Il y a une rupture dans son rapport avec l’environnement immédiat qui fait qu’il ne se sent pas la même personne en deux endroits. Il n’y a pas de sentiment continu d’exister. C’est la répétition des séances, de moments de rassemblement, qui fait tenant-lieu de continuité ; ainsi, quelque chose peut tenir d’une séance à l’autre. D’ailleurs, cela pose, à un certain niveau, la question de l’indication des packs plutôt qu’autre chose. Un atelier qui serait bien foutu pourrait articuler les choses un peu de la même manière. La participation régulière à un atelier peut faire tenant-lieu de continuité si l’accueil et l’ambiance sont rassurants et sécurisants ; cela permet un abandon des défenses paranoïdes et permet des greffes de transfert. L’atelier pouvant faire fonction, comme le pack, d’espace transitionnel.

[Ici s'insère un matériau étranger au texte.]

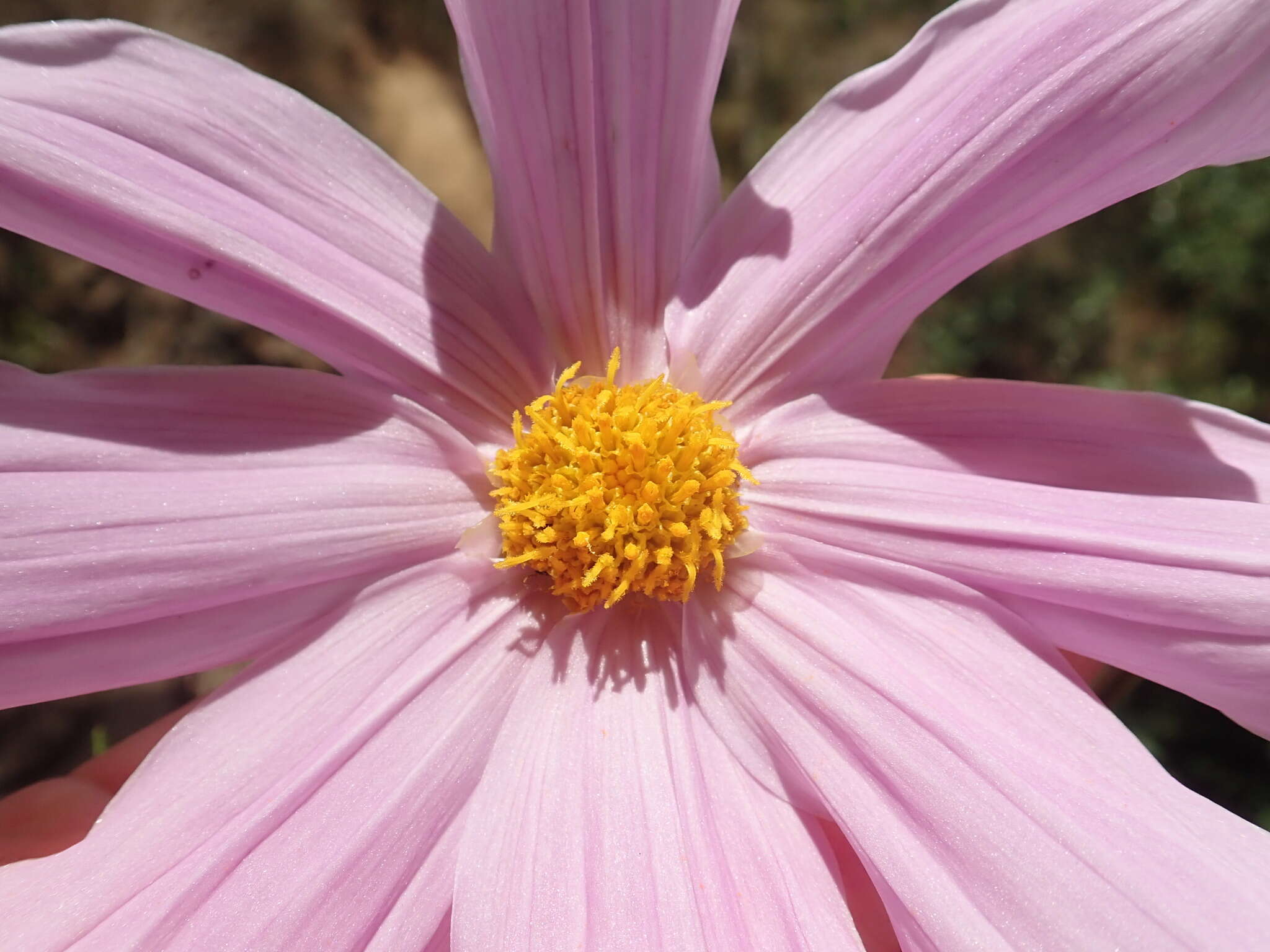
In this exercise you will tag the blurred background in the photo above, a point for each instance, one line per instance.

Mais nous verrons plus loin que c’est peut-être là qu’il faut affiner. En effet, être packé ou participer à un atelier n’est pas la même chose. Pour mieux saisir la distinction, il apparaît nécessaire d’articuler les packs avec l’ensemble des soins et de tout le travail institutionnel.

4 PACK ET INSTITUTION

A un niveau institutionnel, à chaque fois que des packs ont été faits, la nécessité est apparue de mettre en place une réunion des packants. Pas d’une équipe de packants, mais de l’ensemble des packants, c’est-à-dire qu’il y a toujours plusieurs cures de packs en même temps, et qu’on mélange toutes les équipes une fois par semaine pour parler de ce qui se passe. Quel est le fondement de cette nécessité ? Un seul pack nous apparaît comme intenable du fait de la conflictualité que cela va provoquer entre les packants et le reste des soignants. On entend souvent : "les packs c’est un luxe, pendant qu’il est au pack, il ne fait pas le ménage" ; cela donne l’impression que le packant fait un travail privilégié, un travail noble.

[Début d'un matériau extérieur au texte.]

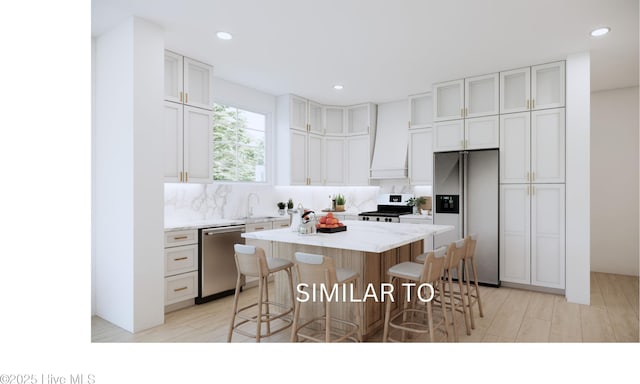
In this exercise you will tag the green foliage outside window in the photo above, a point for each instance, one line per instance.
(238, 144)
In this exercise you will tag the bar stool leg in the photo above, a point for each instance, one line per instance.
(235, 308)
(467, 278)
(475, 281)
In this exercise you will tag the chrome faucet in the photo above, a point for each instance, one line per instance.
(249, 207)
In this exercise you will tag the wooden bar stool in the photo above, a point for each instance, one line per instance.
(455, 296)
(473, 291)
(313, 272)
(252, 262)
(428, 272)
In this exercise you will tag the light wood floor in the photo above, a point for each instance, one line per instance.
(510, 315)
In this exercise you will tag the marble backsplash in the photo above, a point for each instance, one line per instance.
(196, 202)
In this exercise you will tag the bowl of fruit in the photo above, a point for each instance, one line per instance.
(330, 224)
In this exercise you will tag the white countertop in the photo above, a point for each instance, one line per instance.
(360, 236)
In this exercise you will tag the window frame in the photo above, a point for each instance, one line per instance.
(269, 156)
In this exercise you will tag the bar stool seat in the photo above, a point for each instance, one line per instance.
(251, 261)
(428, 272)
(314, 271)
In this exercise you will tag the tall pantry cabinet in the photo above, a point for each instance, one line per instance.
(532, 176)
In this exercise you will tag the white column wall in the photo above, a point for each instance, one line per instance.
(577, 178)
(127, 183)
(614, 181)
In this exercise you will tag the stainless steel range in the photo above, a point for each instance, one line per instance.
(390, 207)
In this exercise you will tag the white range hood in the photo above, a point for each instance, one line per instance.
(391, 143)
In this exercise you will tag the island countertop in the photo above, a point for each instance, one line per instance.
(360, 236)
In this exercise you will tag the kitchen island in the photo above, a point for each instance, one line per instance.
(369, 248)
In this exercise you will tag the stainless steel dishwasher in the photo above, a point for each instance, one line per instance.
(217, 273)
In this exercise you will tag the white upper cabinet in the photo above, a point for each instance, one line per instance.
(481, 96)
(515, 148)
(421, 156)
(448, 100)
(315, 118)
(334, 120)
(173, 89)
(298, 111)
(334, 161)
(547, 85)
(448, 136)
(360, 118)
(482, 132)
(358, 159)
(548, 146)
(533, 88)
(188, 81)
(420, 110)
(515, 90)
(188, 153)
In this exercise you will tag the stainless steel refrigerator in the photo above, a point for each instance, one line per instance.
(466, 195)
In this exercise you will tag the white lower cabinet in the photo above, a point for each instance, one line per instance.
(532, 234)
(180, 265)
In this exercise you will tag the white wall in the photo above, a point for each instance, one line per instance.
(577, 179)
(127, 182)
(614, 181)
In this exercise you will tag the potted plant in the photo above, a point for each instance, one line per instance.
(340, 200)
(416, 203)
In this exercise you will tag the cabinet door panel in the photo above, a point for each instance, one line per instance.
(481, 95)
(358, 119)
(482, 132)
(298, 157)
(198, 84)
(298, 113)
(334, 120)
(547, 85)
(547, 235)
(334, 152)
(421, 156)
(515, 90)
(172, 142)
(315, 118)
(515, 215)
(515, 147)
(448, 100)
(198, 145)
(448, 136)
(314, 159)
(359, 160)
(548, 146)
(172, 76)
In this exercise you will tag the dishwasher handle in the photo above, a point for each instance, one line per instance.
(216, 231)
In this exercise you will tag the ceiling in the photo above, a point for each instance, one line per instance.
(383, 50)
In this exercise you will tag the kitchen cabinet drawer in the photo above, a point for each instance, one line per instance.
(180, 259)
(183, 237)
(180, 287)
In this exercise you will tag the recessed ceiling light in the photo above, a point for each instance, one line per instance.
(224, 35)
(600, 31)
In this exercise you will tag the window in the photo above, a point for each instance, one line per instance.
(238, 144)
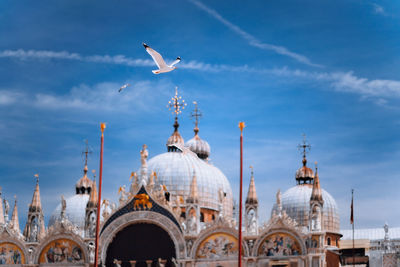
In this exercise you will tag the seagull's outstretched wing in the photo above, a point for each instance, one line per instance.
(177, 60)
(156, 56)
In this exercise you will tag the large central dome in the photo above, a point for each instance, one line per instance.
(175, 170)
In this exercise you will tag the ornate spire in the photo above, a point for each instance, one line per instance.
(316, 193)
(176, 105)
(93, 195)
(193, 195)
(36, 204)
(304, 175)
(14, 217)
(34, 227)
(144, 154)
(83, 186)
(2, 221)
(304, 148)
(278, 202)
(196, 144)
(251, 194)
(196, 114)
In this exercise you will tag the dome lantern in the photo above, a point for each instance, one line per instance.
(196, 144)
(176, 105)
(304, 175)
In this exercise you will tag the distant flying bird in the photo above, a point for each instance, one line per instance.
(162, 66)
(123, 87)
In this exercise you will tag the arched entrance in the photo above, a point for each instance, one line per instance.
(140, 242)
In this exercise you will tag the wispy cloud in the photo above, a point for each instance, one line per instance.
(378, 89)
(253, 41)
(8, 97)
(45, 54)
(102, 96)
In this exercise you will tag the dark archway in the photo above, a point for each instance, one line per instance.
(140, 242)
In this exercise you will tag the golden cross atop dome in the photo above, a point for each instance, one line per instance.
(196, 113)
(176, 105)
(305, 147)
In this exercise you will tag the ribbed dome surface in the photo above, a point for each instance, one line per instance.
(199, 146)
(296, 202)
(175, 170)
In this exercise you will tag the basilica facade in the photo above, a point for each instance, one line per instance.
(177, 211)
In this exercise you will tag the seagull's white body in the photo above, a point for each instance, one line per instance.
(162, 66)
(123, 87)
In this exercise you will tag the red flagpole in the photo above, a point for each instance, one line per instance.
(241, 126)
(96, 258)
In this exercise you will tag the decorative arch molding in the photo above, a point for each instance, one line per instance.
(292, 234)
(6, 237)
(155, 203)
(214, 231)
(109, 233)
(73, 238)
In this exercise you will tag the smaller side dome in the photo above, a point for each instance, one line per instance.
(199, 146)
(304, 175)
(196, 144)
(84, 185)
(175, 138)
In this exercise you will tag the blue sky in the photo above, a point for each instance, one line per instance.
(328, 69)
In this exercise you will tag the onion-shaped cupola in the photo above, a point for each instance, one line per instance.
(296, 200)
(176, 105)
(304, 175)
(196, 144)
(84, 185)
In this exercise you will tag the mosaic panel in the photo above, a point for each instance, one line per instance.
(219, 245)
(279, 244)
(11, 254)
(62, 251)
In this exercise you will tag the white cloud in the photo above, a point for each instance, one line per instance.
(253, 41)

La pression de l’ensemble sur un petit groupe de packant est difficilement gérable. Cela risque de cristalliser toute l’agressivité sur ce groupe qui incarnera la fonction de bouc émissaire. Et du coup, le risque est trop grand pour le malade de se trouver ainsi dans une position "exclusive", d’exclu. Autant par un transfert rejetant des autres soignants - trop contents de constater que le malade va plus mal depuis ses packs et que les collègues sont vraiment des bons à rien - que par la jalousie des autres malades d’une telle préoccupation qui ne leur est pas accordée.

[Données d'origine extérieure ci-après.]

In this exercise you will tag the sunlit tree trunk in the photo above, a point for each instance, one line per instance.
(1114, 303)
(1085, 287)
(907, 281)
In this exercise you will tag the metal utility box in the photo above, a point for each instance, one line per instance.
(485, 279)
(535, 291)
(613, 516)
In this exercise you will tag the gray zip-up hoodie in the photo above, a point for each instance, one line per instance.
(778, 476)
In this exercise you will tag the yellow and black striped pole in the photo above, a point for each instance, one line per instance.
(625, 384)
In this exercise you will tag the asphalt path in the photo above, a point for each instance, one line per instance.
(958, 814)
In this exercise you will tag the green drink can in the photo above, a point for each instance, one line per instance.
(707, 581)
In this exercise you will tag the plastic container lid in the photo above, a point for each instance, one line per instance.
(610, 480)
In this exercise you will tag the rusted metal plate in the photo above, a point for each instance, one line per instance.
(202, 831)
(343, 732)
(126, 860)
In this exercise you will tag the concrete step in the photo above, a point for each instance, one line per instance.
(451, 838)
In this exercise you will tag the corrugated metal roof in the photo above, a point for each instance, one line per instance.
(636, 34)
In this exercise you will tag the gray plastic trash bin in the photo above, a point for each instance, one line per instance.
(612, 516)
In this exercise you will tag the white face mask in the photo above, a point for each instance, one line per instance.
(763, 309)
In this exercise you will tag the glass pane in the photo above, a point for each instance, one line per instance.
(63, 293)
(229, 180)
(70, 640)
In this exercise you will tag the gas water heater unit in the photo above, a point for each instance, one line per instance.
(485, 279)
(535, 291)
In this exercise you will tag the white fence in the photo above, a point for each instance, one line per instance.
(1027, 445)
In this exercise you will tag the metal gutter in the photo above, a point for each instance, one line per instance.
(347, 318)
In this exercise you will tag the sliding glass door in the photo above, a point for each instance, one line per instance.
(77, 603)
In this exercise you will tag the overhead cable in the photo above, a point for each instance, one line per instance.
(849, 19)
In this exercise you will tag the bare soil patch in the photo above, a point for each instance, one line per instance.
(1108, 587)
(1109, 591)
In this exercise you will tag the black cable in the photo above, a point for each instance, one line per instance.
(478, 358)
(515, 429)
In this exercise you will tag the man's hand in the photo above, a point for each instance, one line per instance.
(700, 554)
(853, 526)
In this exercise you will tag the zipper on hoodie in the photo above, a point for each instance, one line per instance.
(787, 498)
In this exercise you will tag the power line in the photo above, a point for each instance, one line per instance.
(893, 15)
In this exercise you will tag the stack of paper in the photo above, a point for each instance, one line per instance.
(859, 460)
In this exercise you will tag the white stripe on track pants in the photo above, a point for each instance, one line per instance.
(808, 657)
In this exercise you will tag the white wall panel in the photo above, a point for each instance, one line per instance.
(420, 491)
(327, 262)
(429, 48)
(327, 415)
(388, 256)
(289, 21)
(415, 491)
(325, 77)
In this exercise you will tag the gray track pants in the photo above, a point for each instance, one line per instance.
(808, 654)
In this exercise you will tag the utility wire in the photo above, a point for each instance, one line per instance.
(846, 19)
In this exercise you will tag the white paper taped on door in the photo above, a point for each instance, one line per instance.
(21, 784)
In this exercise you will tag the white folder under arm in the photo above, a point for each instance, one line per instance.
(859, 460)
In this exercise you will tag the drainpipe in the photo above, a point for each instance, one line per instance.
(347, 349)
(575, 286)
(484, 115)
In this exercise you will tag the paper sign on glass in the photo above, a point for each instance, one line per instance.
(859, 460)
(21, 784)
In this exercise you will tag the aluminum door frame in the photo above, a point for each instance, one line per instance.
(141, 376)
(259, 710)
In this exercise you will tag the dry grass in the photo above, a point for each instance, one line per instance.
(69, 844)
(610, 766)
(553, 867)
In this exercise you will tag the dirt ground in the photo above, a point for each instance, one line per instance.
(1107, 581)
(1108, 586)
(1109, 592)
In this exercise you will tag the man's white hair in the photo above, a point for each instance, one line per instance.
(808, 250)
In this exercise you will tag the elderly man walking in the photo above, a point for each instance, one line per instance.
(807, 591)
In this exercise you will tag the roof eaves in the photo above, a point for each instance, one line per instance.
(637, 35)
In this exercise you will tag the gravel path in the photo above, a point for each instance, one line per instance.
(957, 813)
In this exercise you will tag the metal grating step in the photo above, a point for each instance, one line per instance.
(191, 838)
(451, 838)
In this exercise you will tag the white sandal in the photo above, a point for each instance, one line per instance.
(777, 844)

Cette réunion a plusieurs fonctions indispensables :

- La fonction phorique : Le contexte de la séance permet l’accès à une "intimité", mais aussi au chaos et à l’angoisse psychotique. Cela induit de nombreuses résistances, rater la réunion, ne pas trouver le temps pour la séance de pack. Cela produit des conflits, des clivages au sein des équipes, le bon et le mauvais objet. La réunion permet de travailler toutes les conflictualités internes provoquées par un tel rapport de proximité et de soutenir les packants.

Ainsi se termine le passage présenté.